VolgaCTF – XXY – grocid.net

The challenge is presented with the following description:

I remember some of the AI engineers saying this was a very unusual cryptosystem. It was used to encrypt and transmit information of the enormous importance. Moreover, it seems there’s no need to share a key before the transmission.

We’ve found some kind of a key file, a ciphertext and the enciphering script itself. Is it possible to decrypt the data?

The key file consisted of a file with signed 180(?)-bit integers and a ciphertext.

#!/usr/bin/env sage
from sage.all import *


hRR = RealField(10000)


def read_mat(name):
    with open(name, 'r') as f:
        data = f.read()
        data = [map(int, s.split(' '))  for s in data.split('\n')]
        n = len(data)
        M = MatrixSpace(ZZ, n, n)(data)
        return M

def read_ciphertext(ciphertext_file_name):
    with open(ciphertext_file_name, 'r') as f:
        data = f.read()
        e = vector(map(int, data.split(' ')))
        return e

def encrypt(plain_block, W, delta=151):
    n = W.ncols()
    m = vector([ord(ch)  for ch in plain_block])
    r = random_vector(ZZ, n, x=-delta+1, y=delta)
    e = m * W + r
    return e

def decrypt(e, V, W):
    n = V.ncols()
    VV = MatrixSpace(hRR, n, n)(V)
    t = vector([int(round(i))  for i in VV.solve_left(e)])
    v = t * V
    m = W.solve_left(v)
    ciphertext_block = ''.join([chr(i)  for i in m])
    return ciphertext_block

The signed integers forms a $38 \times 38$ matrix $\mathbf{W}$ , which in this case is the public key.
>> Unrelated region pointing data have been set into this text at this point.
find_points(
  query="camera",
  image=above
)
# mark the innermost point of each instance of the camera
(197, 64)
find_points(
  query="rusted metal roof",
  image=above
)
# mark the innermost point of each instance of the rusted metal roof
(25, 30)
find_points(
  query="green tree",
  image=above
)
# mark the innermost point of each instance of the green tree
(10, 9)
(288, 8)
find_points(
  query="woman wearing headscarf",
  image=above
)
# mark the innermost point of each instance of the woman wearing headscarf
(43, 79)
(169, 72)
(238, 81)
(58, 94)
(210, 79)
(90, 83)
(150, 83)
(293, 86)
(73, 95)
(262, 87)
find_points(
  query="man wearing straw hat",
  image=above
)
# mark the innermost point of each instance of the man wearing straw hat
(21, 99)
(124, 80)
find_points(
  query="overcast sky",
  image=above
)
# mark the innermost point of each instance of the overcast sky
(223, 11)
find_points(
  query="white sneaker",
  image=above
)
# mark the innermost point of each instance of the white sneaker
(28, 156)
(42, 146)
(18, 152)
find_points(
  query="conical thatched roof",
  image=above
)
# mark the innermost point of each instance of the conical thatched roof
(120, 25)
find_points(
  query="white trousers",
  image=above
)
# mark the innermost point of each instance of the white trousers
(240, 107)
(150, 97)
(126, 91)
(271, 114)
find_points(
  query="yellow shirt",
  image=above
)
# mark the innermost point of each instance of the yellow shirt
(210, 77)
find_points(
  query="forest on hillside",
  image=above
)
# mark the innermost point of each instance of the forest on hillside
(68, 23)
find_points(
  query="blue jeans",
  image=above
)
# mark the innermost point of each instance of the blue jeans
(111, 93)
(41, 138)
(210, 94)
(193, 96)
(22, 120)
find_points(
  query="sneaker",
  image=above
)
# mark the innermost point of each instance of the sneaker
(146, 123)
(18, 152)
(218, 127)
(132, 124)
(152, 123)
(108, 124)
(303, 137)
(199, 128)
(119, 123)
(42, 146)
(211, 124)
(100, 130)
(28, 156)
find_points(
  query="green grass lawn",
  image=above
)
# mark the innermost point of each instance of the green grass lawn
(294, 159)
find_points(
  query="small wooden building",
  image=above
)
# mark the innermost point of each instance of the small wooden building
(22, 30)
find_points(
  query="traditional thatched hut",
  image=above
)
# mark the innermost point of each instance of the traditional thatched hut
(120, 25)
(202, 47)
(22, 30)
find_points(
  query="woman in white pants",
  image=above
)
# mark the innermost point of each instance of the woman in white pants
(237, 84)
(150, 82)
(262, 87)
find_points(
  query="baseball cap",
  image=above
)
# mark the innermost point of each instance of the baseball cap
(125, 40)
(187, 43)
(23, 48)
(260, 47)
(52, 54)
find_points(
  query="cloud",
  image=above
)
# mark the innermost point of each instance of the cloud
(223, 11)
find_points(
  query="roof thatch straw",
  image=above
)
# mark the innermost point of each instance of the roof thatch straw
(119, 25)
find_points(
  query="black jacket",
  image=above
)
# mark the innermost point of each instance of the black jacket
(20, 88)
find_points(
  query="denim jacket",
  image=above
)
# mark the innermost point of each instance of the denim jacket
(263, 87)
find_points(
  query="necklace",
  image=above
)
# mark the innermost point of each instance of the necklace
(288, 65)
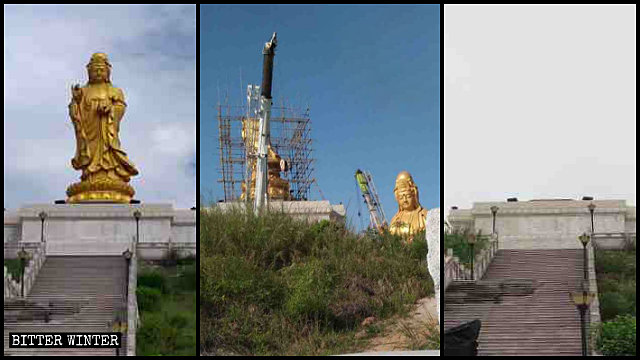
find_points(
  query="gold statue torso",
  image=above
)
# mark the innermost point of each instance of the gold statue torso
(407, 223)
(411, 217)
(96, 110)
(277, 188)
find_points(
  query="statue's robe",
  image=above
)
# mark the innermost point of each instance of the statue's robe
(408, 223)
(98, 145)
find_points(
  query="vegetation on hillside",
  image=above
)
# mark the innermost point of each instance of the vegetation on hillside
(167, 303)
(616, 273)
(273, 285)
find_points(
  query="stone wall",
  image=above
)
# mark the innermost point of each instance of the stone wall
(311, 211)
(549, 224)
(99, 229)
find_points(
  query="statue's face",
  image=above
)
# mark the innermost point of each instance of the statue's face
(407, 199)
(98, 74)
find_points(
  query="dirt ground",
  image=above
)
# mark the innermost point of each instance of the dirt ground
(407, 333)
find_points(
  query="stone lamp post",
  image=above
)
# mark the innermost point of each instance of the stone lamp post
(137, 214)
(494, 211)
(582, 300)
(24, 257)
(472, 242)
(43, 217)
(119, 326)
(584, 240)
(592, 209)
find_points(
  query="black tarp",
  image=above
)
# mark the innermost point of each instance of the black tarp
(462, 340)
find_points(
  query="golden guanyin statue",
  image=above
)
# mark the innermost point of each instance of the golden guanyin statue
(96, 111)
(411, 217)
(277, 188)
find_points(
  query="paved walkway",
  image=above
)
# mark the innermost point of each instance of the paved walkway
(523, 303)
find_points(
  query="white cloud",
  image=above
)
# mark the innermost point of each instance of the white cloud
(539, 102)
(152, 50)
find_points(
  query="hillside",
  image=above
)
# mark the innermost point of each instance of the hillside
(271, 285)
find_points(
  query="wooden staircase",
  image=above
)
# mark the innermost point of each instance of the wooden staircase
(80, 294)
(523, 303)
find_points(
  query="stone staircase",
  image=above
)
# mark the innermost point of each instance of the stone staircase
(71, 294)
(523, 303)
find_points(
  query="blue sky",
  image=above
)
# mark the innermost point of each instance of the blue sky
(153, 53)
(370, 74)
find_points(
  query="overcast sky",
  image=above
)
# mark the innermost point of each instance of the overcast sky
(539, 103)
(152, 50)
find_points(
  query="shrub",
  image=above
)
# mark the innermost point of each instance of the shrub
(618, 337)
(273, 285)
(148, 298)
(310, 289)
(152, 279)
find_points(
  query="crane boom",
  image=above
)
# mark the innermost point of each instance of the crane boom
(370, 195)
(265, 113)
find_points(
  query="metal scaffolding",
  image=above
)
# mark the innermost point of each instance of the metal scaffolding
(290, 138)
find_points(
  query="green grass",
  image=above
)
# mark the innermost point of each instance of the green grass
(616, 273)
(167, 302)
(271, 285)
(458, 241)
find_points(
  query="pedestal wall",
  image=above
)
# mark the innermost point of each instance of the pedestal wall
(549, 224)
(99, 229)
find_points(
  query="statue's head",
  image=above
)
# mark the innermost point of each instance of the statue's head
(99, 68)
(406, 192)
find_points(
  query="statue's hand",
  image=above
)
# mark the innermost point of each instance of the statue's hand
(105, 108)
(76, 92)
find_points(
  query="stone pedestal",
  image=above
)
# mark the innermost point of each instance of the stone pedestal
(99, 229)
(433, 258)
(312, 211)
(546, 224)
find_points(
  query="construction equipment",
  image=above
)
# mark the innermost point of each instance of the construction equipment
(370, 195)
(265, 113)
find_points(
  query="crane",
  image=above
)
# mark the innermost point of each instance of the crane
(265, 114)
(370, 195)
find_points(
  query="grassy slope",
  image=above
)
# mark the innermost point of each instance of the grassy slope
(616, 273)
(616, 283)
(167, 300)
(271, 285)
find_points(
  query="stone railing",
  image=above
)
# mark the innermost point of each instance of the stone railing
(456, 271)
(132, 302)
(614, 241)
(11, 286)
(483, 259)
(31, 270)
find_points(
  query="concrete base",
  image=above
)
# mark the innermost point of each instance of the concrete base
(312, 211)
(545, 224)
(98, 229)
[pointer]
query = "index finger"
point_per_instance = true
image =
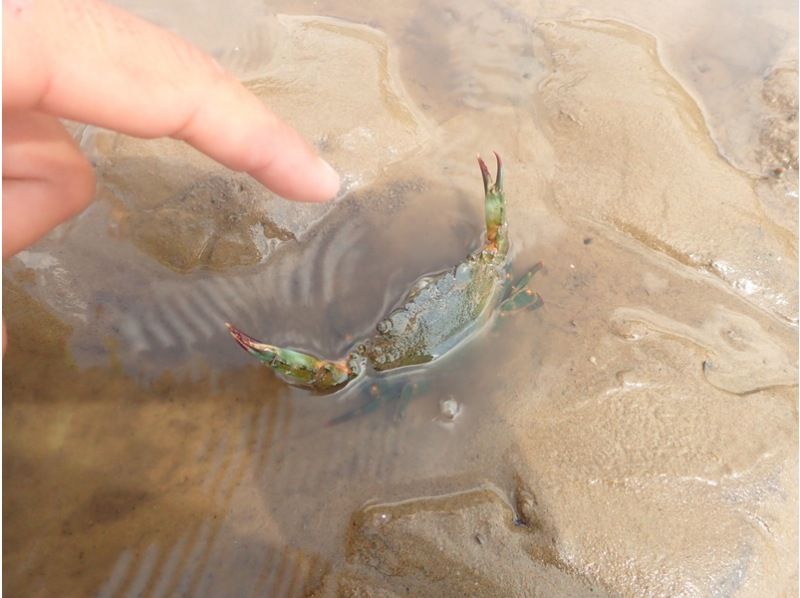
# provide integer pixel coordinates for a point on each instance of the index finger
(95, 63)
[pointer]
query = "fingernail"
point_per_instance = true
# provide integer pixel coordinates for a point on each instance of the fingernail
(329, 180)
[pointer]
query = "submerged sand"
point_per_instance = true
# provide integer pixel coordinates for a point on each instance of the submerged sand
(636, 436)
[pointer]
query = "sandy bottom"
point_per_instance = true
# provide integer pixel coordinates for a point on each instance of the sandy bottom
(635, 436)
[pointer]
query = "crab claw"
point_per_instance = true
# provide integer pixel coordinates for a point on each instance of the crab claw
(498, 179)
(494, 206)
(488, 184)
(487, 176)
(295, 367)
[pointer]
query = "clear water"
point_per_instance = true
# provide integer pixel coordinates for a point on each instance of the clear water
(635, 435)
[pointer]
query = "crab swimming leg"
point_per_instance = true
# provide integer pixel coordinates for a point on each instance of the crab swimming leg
(295, 367)
(382, 391)
(520, 296)
(495, 208)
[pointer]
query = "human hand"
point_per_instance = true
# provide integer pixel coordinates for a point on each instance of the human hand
(94, 63)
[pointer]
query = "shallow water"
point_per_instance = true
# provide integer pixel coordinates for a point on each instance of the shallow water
(637, 435)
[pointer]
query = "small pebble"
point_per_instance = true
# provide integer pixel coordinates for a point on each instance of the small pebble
(449, 409)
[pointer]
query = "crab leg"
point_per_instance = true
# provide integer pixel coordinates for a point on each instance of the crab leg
(295, 367)
(495, 207)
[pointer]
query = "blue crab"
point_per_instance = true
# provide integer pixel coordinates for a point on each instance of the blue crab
(439, 312)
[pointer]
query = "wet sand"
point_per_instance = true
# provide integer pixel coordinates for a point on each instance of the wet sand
(635, 436)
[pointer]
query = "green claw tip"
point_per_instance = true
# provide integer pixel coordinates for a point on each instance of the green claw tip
(251, 345)
(488, 185)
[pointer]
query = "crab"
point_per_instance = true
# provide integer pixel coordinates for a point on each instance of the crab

The ciphertext $\mathbf{e}$ is formed by computing $\mathbf{m}\mathbf{W} + \mathbf{e}$ , were $\mathbf{m}$ is the message and $\mathbf{r}$ is a random error vector with entries in the range $[-\delta+1,\delta-1]$ . Now, we could use the $\textsf{decrypt}$ function using only the public key. The problem is that it is very ill-conditioned and the basic vectors are not orthogonal and would not produce a correct result.
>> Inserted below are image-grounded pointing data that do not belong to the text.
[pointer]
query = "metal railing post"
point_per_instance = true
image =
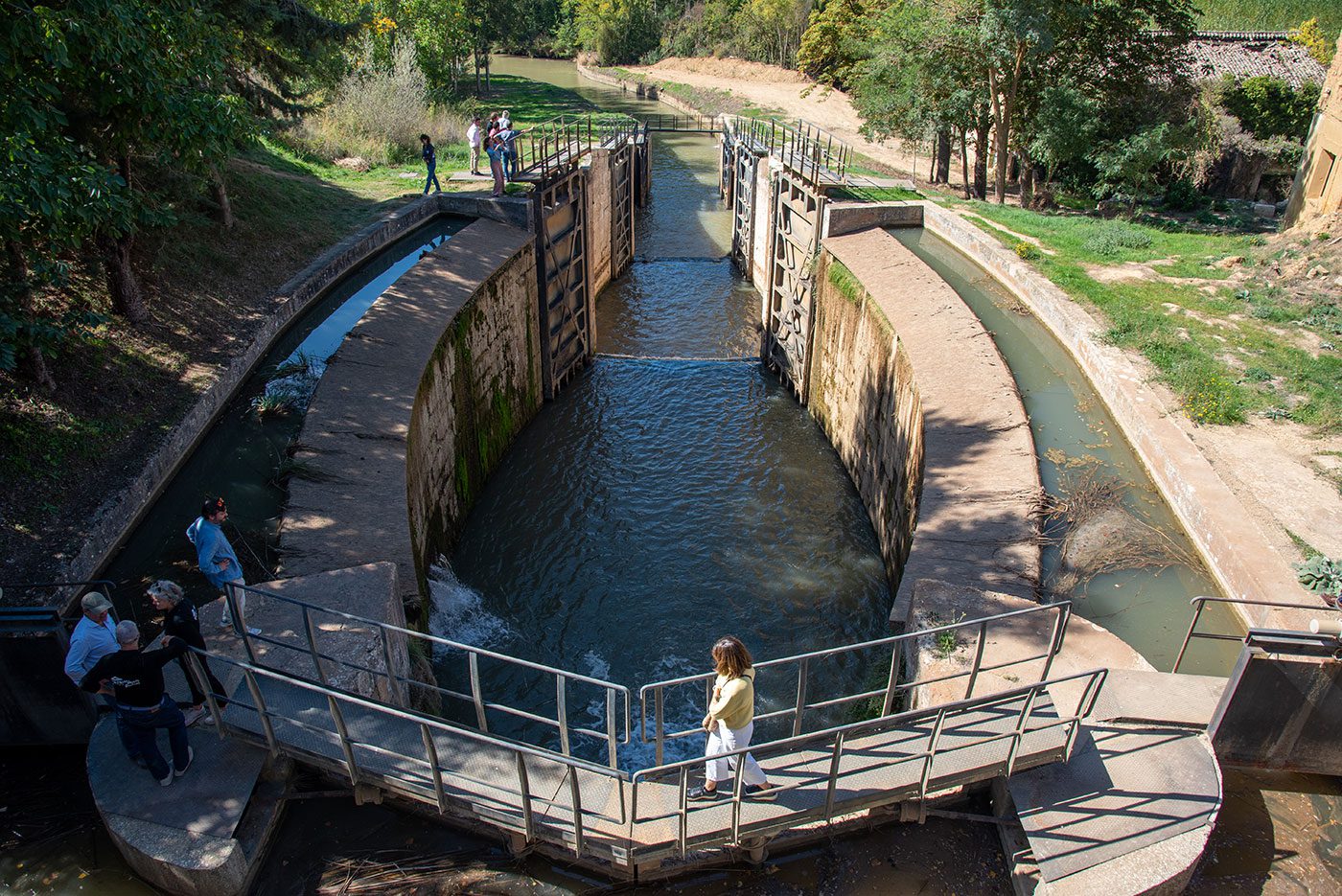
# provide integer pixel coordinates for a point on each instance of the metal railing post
(834, 777)
(577, 811)
(342, 732)
(895, 656)
(239, 623)
(561, 705)
(802, 668)
(659, 730)
(1020, 730)
(523, 785)
(611, 735)
(474, 667)
(259, 703)
(683, 802)
(431, 754)
(395, 688)
(1192, 627)
(203, 683)
(312, 645)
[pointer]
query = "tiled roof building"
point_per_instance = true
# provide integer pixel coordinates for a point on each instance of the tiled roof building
(1245, 56)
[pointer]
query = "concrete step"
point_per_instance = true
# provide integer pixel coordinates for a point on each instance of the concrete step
(1129, 813)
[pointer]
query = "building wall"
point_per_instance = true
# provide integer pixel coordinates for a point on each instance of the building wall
(1318, 183)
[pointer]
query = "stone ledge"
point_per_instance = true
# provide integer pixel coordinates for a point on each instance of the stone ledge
(1221, 531)
(120, 514)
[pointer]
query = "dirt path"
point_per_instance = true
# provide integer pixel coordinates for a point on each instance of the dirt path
(796, 96)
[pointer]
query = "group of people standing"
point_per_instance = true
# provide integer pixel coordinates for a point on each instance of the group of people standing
(106, 658)
(498, 141)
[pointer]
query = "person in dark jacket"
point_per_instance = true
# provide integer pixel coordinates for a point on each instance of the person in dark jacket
(183, 621)
(429, 157)
(136, 680)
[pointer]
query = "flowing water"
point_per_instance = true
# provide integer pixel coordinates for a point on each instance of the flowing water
(673, 493)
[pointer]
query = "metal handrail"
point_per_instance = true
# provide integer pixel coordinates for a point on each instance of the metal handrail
(892, 685)
(832, 741)
(474, 699)
(1201, 601)
(427, 725)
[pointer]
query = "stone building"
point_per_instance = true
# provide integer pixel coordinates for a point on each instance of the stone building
(1318, 183)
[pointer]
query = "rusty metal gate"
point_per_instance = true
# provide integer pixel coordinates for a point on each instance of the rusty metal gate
(742, 221)
(567, 329)
(796, 221)
(621, 208)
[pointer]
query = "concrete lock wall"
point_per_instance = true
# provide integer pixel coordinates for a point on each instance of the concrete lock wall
(863, 395)
(415, 409)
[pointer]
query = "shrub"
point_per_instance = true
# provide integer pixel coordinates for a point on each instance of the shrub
(1321, 576)
(1216, 402)
(1181, 196)
(1114, 238)
(379, 114)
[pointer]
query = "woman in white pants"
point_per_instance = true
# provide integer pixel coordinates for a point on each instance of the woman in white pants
(730, 722)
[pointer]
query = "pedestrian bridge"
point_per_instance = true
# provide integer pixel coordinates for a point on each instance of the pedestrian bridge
(570, 792)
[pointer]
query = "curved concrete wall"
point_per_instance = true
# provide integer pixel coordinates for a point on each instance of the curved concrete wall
(415, 409)
(1221, 531)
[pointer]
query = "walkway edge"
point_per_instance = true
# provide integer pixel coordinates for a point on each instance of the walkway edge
(1227, 540)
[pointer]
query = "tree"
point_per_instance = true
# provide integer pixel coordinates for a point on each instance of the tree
(835, 42)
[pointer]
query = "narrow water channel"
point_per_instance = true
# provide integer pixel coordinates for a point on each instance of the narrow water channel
(675, 491)
(1077, 442)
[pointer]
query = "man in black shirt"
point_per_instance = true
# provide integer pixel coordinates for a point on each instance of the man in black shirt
(181, 621)
(136, 680)
(429, 157)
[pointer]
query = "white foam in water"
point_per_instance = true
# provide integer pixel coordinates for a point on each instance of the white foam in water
(459, 611)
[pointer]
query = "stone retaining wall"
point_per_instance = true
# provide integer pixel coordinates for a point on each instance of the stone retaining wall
(863, 395)
(416, 408)
(1220, 529)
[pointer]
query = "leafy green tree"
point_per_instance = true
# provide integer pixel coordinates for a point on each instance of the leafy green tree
(1271, 107)
(836, 42)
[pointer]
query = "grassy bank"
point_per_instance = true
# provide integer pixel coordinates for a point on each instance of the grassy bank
(1201, 308)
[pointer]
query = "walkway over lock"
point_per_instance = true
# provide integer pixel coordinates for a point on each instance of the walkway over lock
(631, 824)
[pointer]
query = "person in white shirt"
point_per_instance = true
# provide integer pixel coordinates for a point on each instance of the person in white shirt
(474, 137)
(93, 638)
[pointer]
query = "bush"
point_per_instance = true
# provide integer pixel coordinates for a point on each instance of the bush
(1114, 238)
(1181, 196)
(379, 114)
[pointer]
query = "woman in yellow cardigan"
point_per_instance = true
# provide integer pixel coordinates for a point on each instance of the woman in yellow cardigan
(730, 722)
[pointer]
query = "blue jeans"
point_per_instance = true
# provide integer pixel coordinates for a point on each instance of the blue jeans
(144, 728)
(123, 731)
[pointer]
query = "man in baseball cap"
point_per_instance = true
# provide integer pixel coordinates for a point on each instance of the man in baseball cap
(93, 638)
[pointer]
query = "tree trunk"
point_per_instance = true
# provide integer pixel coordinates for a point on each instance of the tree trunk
(34, 359)
(223, 208)
(942, 157)
(1027, 180)
(982, 157)
(127, 297)
(963, 160)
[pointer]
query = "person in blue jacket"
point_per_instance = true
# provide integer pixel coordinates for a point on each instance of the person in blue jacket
(217, 557)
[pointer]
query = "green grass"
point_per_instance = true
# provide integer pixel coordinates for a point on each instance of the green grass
(1190, 352)
(1268, 15)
So, what can we do to remedy the problem? We can use the LLL algorithm, which tranforms the matrix into a very nicely conditioned matrix using no additional information what-so-ever. This is actually the whole key to the attack. Using Sage, we compute the LLL-reduced form, $\mathbf{V}'$ and can then easily obtain the flag by feeding the $\textsf{decrypt}$ function with the known $\mathbf{e}, \mathbf{W}$ and the estimate $\mathbf V'$ . Doing so, outputs the flag VolgaCTF{GGH_uses_Babai_and_hates_LLL}.